Clearly nothing can go wrong after that. Both Dave Askren and Jeff Benedict are almost unanimous in their gravitation towards a recast for Miles Davis' "Nardis," which follows, in such a manner as to recall the kind of groove that
John Scofield and Larry Goldings might bring to it, if they had played the song that is. Askren and Benedict also reveal themselves to be artists of the first order, as does Joe Bagg and Paul Romaine. "Moment's Notice," broadens out from the kind of groove that
John Coltrane might have created together with Elvin Jones, but make no mistake, the geniuses here are Askren and Benedict, Bagg and Romaine. Both "Hear This" and "On It!" seem to be cut from the same magnificent diaphanous fabric, only from different ends of it. The angular, clipped rhythmic dimension is driven by their composer, Dave Askren.
As always, Jeff Benedict and Dave Askren's respective performances are gorgeous: the former being lustrous and precise, while the latter is feather-light and rhapsodic. Nowhere is this more on display, than on "Pineapple Head," a kind of 'Lucy In The Sky with Diamonds-goescalypso' vibe. The true gem in the mix is "Willow Weep For Me" it is here, that each of the two men - together with Bagg and Romaine, dig deep into their individual emotive expressions, bringing to each melodic phrase a ceaseless variety of soft dynamics and equally graceful potency - complete with a quote from Blood, Sweat and Tears, even before the emotional fireworks start.
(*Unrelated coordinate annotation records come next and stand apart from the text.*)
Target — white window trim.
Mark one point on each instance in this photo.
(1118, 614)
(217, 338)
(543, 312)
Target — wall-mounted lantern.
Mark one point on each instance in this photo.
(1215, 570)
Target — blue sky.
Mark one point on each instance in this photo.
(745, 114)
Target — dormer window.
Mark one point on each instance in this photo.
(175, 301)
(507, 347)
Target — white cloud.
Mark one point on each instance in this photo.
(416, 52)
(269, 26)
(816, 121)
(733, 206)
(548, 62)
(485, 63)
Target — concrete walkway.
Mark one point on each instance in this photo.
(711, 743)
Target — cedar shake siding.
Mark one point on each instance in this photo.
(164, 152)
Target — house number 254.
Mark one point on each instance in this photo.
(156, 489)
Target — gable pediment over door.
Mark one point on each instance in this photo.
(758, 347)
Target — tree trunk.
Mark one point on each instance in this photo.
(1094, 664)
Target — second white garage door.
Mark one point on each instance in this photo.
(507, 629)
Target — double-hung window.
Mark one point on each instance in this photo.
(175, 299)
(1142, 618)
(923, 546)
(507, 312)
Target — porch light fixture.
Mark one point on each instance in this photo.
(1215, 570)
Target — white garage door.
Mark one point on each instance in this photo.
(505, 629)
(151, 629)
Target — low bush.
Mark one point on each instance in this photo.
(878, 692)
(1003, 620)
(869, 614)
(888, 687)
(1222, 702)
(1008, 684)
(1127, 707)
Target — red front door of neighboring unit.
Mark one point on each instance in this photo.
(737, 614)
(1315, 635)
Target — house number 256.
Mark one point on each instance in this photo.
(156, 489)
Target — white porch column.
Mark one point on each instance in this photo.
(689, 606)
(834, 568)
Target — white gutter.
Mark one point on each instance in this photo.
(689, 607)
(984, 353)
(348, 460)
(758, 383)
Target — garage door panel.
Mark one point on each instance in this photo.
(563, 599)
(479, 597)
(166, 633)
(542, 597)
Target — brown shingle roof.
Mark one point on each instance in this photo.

So how do you end a perfect performance? Try a deeply interiorized reading of
Jerome Richardson's "Groove Merchant." The monumental melodic and harmonic gift that both Benedict and Askren bring to this piece is wonderfully complemented here by Bagg's vaulting over the harmony and Romaine whipping up a storm rhythmically. But as a certain
William "Count" Basie once ordered his band to go "one more time", Askren and Benedict take the quartet into a playful version of "Deed I Bu," a rollicking contrafact of "Deed I Do," composed by Paul Romaine, to pay homage to his ever-talented African gray parrot, in an inimitable voice of the Bird (no, not Charlie Parker, but a Bird, nevertheless). I think the salt of an album, is when musicians can lay it out and burn, but also serve it with not taking themselves too seriously, and serving up great fun. You can hear this in every note on, Come Together. Consummate players, having a grand time making music together.